Закусываю кулак, чтобы не завыть.
— Ты сильная девочка. Другую бы он не выбрал, и у тебя сейчас есть выбор, милая — думать о ребенке, который нуждается в тебе, или сдаться.
— Я… мне так больно, профессор, так нестерпимо больно…
Поправляет мои волосы, кладет сухую ладонь на мой лоб.
— Успокойся. Не ставь меня перед выбором между твоим здоровьем и ребенком, который мне почти что внук. Только в твоих руках позволить мне применить особые седативные, которые могут побочкой задеть дитя, или оставить все на самотек в надежде, что ты возьмешь эмоции под контроль.
— Мое состояние опасно для малыша, да?
— Пока нет. Мы на периферии. Сейчас ты можешь впасть в тяжелое состояние депрессии, и я буду вынужден принять определенные меры.

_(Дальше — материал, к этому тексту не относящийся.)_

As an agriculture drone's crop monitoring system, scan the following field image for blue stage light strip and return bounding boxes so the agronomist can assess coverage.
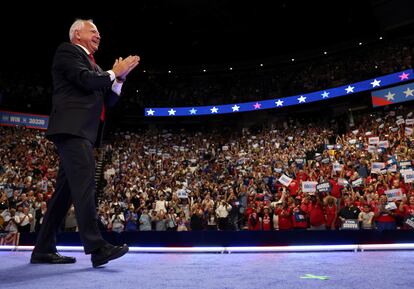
[0,243,414,253]
[144,69,414,117]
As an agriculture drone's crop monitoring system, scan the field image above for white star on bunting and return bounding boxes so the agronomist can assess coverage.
[385,91,395,100]
[321,91,329,98]
[275,99,283,106]
[345,85,355,93]
[298,95,306,103]
[371,79,381,87]
[231,104,240,112]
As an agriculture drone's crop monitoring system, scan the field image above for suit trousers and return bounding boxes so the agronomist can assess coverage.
[34,134,107,254]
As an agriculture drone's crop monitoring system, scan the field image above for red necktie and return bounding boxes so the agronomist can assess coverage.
[89,53,105,121]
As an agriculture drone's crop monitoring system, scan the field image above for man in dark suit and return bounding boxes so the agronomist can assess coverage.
[30,20,140,267]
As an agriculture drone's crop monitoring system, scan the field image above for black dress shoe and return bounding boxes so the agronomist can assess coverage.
[30,252,76,264]
[91,244,129,268]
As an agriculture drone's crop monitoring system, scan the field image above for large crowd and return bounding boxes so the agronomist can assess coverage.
[117,36,414,113]
[0,101,414,232]
[0,35,414,115]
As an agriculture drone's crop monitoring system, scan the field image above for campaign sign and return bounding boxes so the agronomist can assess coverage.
[333,163,343,172]
[0,111,49,129]
[341,219,359,230]
[352,178,364,188]
[368,136,379,145]
[398,161,411,169]
[316,182,331,193]
[378,140,390,148]
[405,215,414,228]
[279,174,292,187]
[302,182,318,193]
[321,158,330,164]
[338,178,349,187]
[384,189,403,202]
[404,172,414,184]
[371,162,385,173]
[177,189,188,199]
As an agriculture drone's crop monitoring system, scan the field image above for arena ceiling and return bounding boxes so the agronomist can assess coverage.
[0,0,412,69]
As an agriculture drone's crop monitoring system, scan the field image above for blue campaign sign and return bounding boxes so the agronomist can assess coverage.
[0,110,49,129]
[144,69,414,117]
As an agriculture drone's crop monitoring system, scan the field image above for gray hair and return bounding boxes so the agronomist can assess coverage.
[69,19,93,42]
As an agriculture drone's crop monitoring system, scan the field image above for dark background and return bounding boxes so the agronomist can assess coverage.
[0,0,414,73]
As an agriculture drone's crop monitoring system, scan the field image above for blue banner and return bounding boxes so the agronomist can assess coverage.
[144,69,414,117]
[371,83,414,107]
[0,110,49,129]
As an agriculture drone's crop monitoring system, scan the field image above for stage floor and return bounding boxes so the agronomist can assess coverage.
[0,251,414,289]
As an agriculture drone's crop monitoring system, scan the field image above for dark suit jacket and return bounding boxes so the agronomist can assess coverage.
[46,43,119,144]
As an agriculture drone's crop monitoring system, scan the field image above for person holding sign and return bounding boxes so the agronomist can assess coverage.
[398,195,414,230]
[374,195,396,231]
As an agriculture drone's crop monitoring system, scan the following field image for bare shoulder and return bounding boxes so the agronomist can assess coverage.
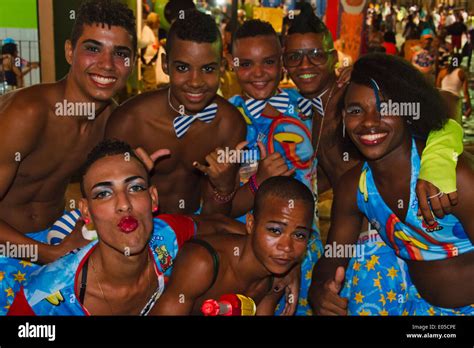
[109,90,166,122]
[106,90,167,138]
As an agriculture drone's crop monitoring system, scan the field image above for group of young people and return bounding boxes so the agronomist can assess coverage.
[0,0,474,315]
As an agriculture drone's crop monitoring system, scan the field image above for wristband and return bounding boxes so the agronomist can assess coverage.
[249,174,258,195]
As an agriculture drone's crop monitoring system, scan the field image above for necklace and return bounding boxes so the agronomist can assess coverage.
[314,82,336,156]
[89,252,151,315]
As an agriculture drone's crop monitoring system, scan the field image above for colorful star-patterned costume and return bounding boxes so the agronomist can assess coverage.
[8,214,196,315]
[341,140,474,315]
[229,89,323,315]
[0,210,80,315]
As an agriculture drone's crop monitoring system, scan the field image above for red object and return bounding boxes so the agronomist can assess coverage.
[326,0,339,41]
[117,216,138,233]
[157,214,196,248]
[382,42,398,55]
[201,294,255,316]
[7,286,36,316]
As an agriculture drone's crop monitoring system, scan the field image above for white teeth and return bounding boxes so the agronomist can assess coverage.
[298,74,316,79]
[360,133,387,141]
[91,75,117,85]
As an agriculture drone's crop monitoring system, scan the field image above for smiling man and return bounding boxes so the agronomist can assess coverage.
[0,0,137,314]
[106,10,245,214]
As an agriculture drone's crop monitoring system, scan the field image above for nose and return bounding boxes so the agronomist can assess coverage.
[98,50,114,71]
[362,108,382,128]
[116,192,132,213]
[189,70,204,88]
[252,64,264,77]
[277,234,293,253]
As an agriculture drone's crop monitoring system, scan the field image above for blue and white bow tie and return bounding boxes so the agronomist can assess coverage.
[298,89,328,117]
[245,92,290,118]
[173,103,217,138]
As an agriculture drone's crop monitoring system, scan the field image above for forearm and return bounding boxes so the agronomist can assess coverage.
[0,220,62,264]
[230,183,255,218]
[201,182,232,215]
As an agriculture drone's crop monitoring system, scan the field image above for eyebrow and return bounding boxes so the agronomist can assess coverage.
[91,175,146,191]
[82,39,132,52]
[267,220,311,232]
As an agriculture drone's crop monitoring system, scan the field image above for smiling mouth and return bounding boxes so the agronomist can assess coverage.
[90,74,117,86]
[298,74,318,80]
[117,216,139,233]
[359,132,388,145]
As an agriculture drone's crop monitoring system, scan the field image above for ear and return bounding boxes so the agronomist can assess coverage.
[245,213,255,234]
[79,198,92,220]
[148,185,159,212]
[224,53,235,71]
[64,40,74,65]
[161,53,170,76]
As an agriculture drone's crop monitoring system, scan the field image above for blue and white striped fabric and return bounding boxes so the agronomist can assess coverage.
[245,91,290,118]
[298,89,328,117]
[173,103,217,138]
[47,209,81,245]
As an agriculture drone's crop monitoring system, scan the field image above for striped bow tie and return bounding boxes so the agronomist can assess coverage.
[245,92,290,118]
[298,89,328,116]
[173,103,217,138]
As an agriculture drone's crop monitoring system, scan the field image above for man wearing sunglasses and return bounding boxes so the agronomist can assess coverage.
[283,10,462,315]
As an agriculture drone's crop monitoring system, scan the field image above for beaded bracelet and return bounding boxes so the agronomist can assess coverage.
[249,174,258,195]
[211,184,237,204]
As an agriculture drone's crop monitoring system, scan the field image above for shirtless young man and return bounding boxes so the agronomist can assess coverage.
[106,10,245,214]
[0,1,136,313]
[151,176,314,315]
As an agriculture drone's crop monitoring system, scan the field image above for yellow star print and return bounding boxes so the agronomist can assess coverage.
[374,278,383,290]
[379,294,387,306]
[20,260,33,268]
[352,261,360,271]
[387,266,398,280]
[13,271,26,283]
[5,288,15,297]
[370,255,380,265]
[365,261,375,271]
[387,290,397,303]
[354,291,365,303]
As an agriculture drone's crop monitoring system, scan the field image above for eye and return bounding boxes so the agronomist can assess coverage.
[115,51,130,58]
[129,184,146,192]
[267,226,281,234]
[92,191,112,199]
[202,66,216,73]
[86,46,99,52]
[346,106,362,115]
[176,65,189,72]
[287,52,301,60]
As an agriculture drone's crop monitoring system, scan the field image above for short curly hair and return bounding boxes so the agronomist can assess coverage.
[80,139,150,197]
[71,0,137,52]
[351,53,448,138]
[165,9,222,57]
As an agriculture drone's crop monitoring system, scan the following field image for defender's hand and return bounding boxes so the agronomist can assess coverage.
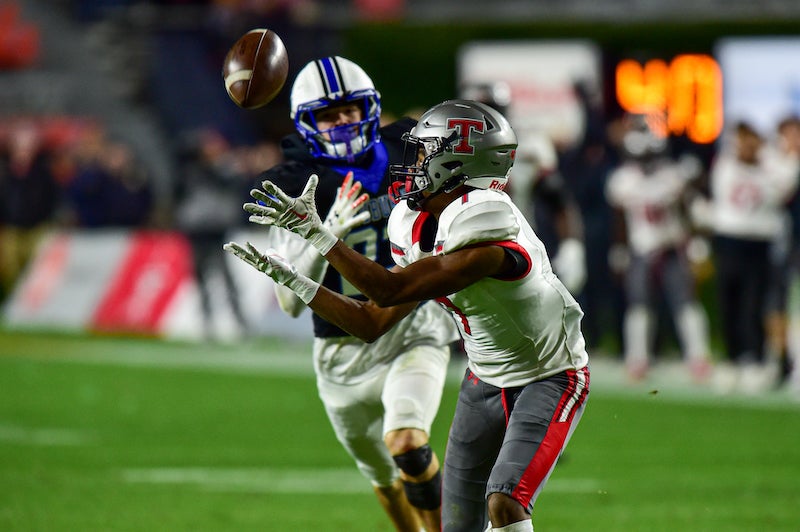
[324,172,370,238]
[244,174,338,255]
[222,242,319,305]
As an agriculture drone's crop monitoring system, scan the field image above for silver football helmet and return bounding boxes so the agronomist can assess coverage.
[290,56,381,162]
[391,100,517,208]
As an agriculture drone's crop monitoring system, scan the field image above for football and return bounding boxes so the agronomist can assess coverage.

Аппаратура реагирует, писк превращается в трель, давая понять, что мое состояние ухудшается, врач бросает быстрый взгляд на монитор.
— Расклад такой. Выбор за тобой. Твоя беременность — тайна. Привлечешь слишком много внимания к себе и враги Ивана прознают.
Врач говорит жестко, голос ровный, дающий понять, что меня предупреждают, а не запугивают, смотрит прямо мне в глаза, доносит смысл сказанных слов.
Сердце больно заходится, слезы текут, пока Цукерберг по-отечески проводит по моим волосам…
— Ребенок… я его чувствую… — проговариваю и губы дрожат в рыдании, — когда Иван шел туда, почувствовала сильную пульсацию, как сейчас. Мой сын дает понять, что я должна быть сильной, ради нас…
Улыбается грустно, но кивает.
— Не все объяснимо наукой, если ты так чувствуешь… Иван никогда не ошибался, Аврора. Я его много лет знаю. Будь сильной, девочка, не все в руках человека… Тебе есть ради кого жить и тебе есть ради чего бороться. Ты ведь носишь наследника империи…
Смотрит многозначительно.
— Твое дитя — кровный наследник Ивана Каца. Ты должна быть сильной ради него…
Цукерберг замолкает.
Сейчас в эту секунду боль, что пульсирует во всем теле, отпускает.
Сильные объятия, горячие поцелуи и слова Ивана как наяву:
Полюбил тебя. Все сделаю для вас с сыном. Ты моим сердцем стала, Рори. А я думал, что его у меня нет и быть не может…
По щекам текут слезы. Воспоминания становятся и спасением, и страшной мукой.
— Что ты решила?
— Я справлюсь, Авраам. Не нужно ничего. Мне есть ради кого жить и бороться. Мою тайну не узнают…
Цукерберг уходит.
— Малыш, мы справимся…
В который раз по кругу повторяю одну и ту же фразу.